Lab Exercise 6

Provided code: lab6.zip.

C-Style String Length

The strlen function in C calculates the length of a C string: a sequence of bytes that's terminated by a null byte ('\0'). Write an assembly function strlen_mine in lab6.S that does this: takes a pointer to a byte array and counts the number of bytes before getting to a null (zero) byte.

Remember that we're working with bytes here (not 64-bit values), and that if you have a memory address (pointer) in a register, you can follow the pointer to inspect that memory location by putting the register name in parenthesis. i.e. this is probably a useful comparison to make (adjusting the register name as you like):

cmpb $0, (%rdi)

The provided tests.c contains some tests of this and the next function. It #includes the data from test_strings.c as test cases. The test_strings.c does not need to be included on the command line:

gcc -Wall -Wpedantic -std=c17 -march=haswell -O3 tests.c lab6.S \
&& ./a.out

UTF-8 String Length

C strings are not typically treated like encoded Unicode characters, but they could be. Write an assembly function strlen_utf8 in lab6.S that calculates the number of Unicode characters in a byte array, treating it as UTF-8-encoded text.

This will be similar to the previous question, except you should not count bytes that are UTF-8 continuation bytes: any byte in the form 10xxxxxx is a continuation byte. You will need to extract those specific bits from each byte to see if they are the "right" value for a continuation byte.

If you want to examine specific bits of an integer, you can construct a value to bitwise-AND with to keep exactly the bits you care about.
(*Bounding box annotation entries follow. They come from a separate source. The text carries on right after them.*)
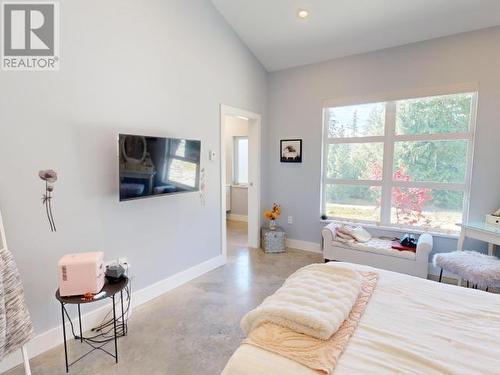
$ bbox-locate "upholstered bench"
[433,251,500,288]
[321,223,433,278]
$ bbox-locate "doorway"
[220,105,261,258]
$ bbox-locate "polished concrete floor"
[5,222,323,375]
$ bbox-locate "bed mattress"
[223,263,500,375]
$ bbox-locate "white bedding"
[223,263,500,375]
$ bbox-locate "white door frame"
[220,104,262,259]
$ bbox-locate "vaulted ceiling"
[212,0,500,71]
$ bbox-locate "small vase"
[269,220,276,230]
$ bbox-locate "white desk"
[457,222,500,255]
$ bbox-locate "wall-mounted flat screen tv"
[119,134,201,201]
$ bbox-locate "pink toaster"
[58,252,105,297]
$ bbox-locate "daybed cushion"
[223,263,500,375]
[332,237,416,260]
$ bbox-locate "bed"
[222,263,500,375]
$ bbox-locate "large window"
[322,93,477,232]
[233,137,248,185]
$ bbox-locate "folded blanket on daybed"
[242,265,378,374]
[241,264,362,340]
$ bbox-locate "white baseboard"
[0,255,225,373]
[286,238,323,254]
[227,214,248,223]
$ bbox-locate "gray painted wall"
[263,27,500,251]
[0,0,266,333]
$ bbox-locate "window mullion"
[320,109,330,215]
[380,102,396,225]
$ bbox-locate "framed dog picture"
[280,139,302,163]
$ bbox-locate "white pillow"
[351,227,372,242]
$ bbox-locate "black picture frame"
[280,139,302,163]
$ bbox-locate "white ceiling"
[212,0,500,71]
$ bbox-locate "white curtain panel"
[0,212,34,360]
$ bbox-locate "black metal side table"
[56,277,128,372]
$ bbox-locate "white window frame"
[233,135,250,186]
[320,87,479,234]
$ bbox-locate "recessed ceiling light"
[297,9,309,19]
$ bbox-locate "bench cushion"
[433,251,500,287]
[332,237,416,260]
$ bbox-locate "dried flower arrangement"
[264,203,281,230]
[38,169,57,232]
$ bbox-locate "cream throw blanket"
[241,264,362,340]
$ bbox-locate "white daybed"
[321,223,432,279]
[222,262,500,375]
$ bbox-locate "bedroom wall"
[0,0,266,336]
[263,27,500,251]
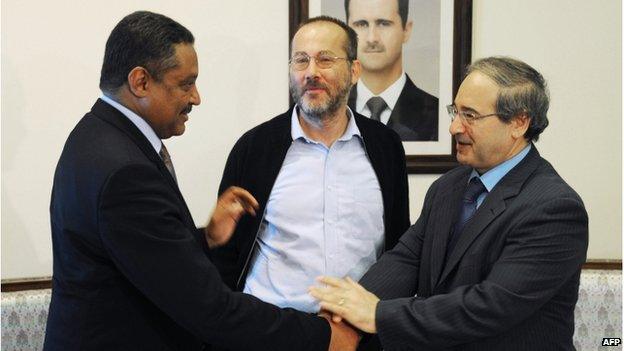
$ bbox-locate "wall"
[1,0,622,279]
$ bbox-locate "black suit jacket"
[212,106,410,291]
[361,146,588,351]
[348,76,438,141]
[44,100,330,350]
In this case, 11000000:

  0bxxyyyyyy
& 0b11000000
= 0bxx000000

And then make a comparison for equality.

UTF-8 Characters

Write a C function (yes, we're drifting back toward C) decode_utf8 in utf8.c that takes a pointer to a byte array (i.e. a char*), decodes the UTF-8 encoded text (until finding the null byte marking the end of the string) to character numbers (i.e. the character 'a' is 97).

For each Unicode character in the string, call the provided report_character with the Unicode character number and the number of bytes it took to express it in UTF-8. So, finding a 'ç' (character number 231, encoded as two bytes) should cause the equivalent of:

report_character(231, 2);

Extracting the UTF-8 character data will require inspecting the first byte of each character to see which row of the encoding table it's in, then looking at the next 0–3 bytes, extracting the bits you need (the ones marked "x" in the table), and turning them into a 32-bit integer (because that's the argument to report_character).

Combining the bits you need out of each byte will likely be a combination of bitwise-AND (&) to get the bits you want, shifting (<< or >>) to move them to the right position, and bitwise-OR (|) to combine.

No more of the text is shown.